Avendano, 24, of New Hope, gave her last speech Dec. 1 at Iowa State University. She died from complications from AIDS March 4 at Hennepin County Medical Center in Minneapolis.
Born in Los Angeles, Avendano contracted HIV from a blood transfusion at birth. She lived in Mexico for several years with her mother before returning to the United States at age 6 when she became ill. Because her mother did not speak English, Avendano had to translate her own medical information from her doctor to her mother. That inspired her to study to become a medical interpreter to help Spanish-speaking patients.
Avendano was a 2002 graduate of Robbinsdale Cooper High School in New Hope and was only one college class short of realizing that goal when she died, said Susan Leckey, senior director of Camp Heartland.
"If ever there were a definition of unfair, you'd have to put Lupe in that," Leckey said. "When she spoke, she was empowered and told people that you can't catch AIDS by being a friend. She always said, 'Look at me, I have dreams and hopes, and I think like you. I only have this disease in my body.'"

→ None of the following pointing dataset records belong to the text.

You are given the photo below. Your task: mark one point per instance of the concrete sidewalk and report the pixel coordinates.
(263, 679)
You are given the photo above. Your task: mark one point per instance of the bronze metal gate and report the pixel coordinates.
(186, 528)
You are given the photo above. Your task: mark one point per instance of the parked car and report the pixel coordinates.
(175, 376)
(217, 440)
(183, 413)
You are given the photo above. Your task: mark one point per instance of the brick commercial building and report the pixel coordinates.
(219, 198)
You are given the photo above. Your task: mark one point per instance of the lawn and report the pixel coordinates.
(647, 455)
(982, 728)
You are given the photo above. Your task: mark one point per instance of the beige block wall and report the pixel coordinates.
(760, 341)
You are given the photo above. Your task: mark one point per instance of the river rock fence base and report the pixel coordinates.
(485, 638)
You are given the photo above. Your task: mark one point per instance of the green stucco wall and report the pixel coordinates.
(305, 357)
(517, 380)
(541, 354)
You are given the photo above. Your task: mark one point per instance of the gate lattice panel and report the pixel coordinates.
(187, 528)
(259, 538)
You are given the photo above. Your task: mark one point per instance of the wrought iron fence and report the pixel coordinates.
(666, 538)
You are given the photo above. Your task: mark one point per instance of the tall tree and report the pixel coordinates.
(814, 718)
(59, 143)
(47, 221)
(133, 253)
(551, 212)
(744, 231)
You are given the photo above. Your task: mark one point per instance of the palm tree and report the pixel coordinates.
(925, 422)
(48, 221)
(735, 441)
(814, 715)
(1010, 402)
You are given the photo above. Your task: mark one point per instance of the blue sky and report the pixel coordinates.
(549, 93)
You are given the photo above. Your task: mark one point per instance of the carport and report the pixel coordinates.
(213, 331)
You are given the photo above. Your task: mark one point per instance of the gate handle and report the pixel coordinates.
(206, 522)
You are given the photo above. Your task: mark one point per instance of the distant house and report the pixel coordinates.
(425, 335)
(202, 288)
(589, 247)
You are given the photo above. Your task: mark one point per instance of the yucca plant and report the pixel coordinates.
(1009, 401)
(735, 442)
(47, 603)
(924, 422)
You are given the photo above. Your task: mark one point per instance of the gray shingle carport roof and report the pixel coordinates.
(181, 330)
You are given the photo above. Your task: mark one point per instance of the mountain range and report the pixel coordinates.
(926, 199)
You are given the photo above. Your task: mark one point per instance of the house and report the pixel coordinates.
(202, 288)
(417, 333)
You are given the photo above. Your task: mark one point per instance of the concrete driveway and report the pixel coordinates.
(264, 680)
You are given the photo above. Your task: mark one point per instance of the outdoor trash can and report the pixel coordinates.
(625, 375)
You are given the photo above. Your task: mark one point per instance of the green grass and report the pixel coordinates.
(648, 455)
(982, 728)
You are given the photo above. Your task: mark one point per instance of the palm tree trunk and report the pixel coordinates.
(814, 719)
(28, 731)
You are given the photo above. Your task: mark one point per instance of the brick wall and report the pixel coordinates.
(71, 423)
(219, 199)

Known for her upbeat personality, zest for life and big smile, Avendano had many friends, including former Minnesota Twins player and St. Paul native Paul Molitor, who once introduced Avendano simply as "Lupe" at a Cities 97 fundraising concert for Camp Heartland.
"She's like Cher and Madonna. She only needs one name," Leckey said. "She is a star in her own right."
Avendano outlived expectations of her doctors, and as a result also earned the nickname "Survivor," those who knew her said.
Avendano is survived by several family members and friends. Services have been held.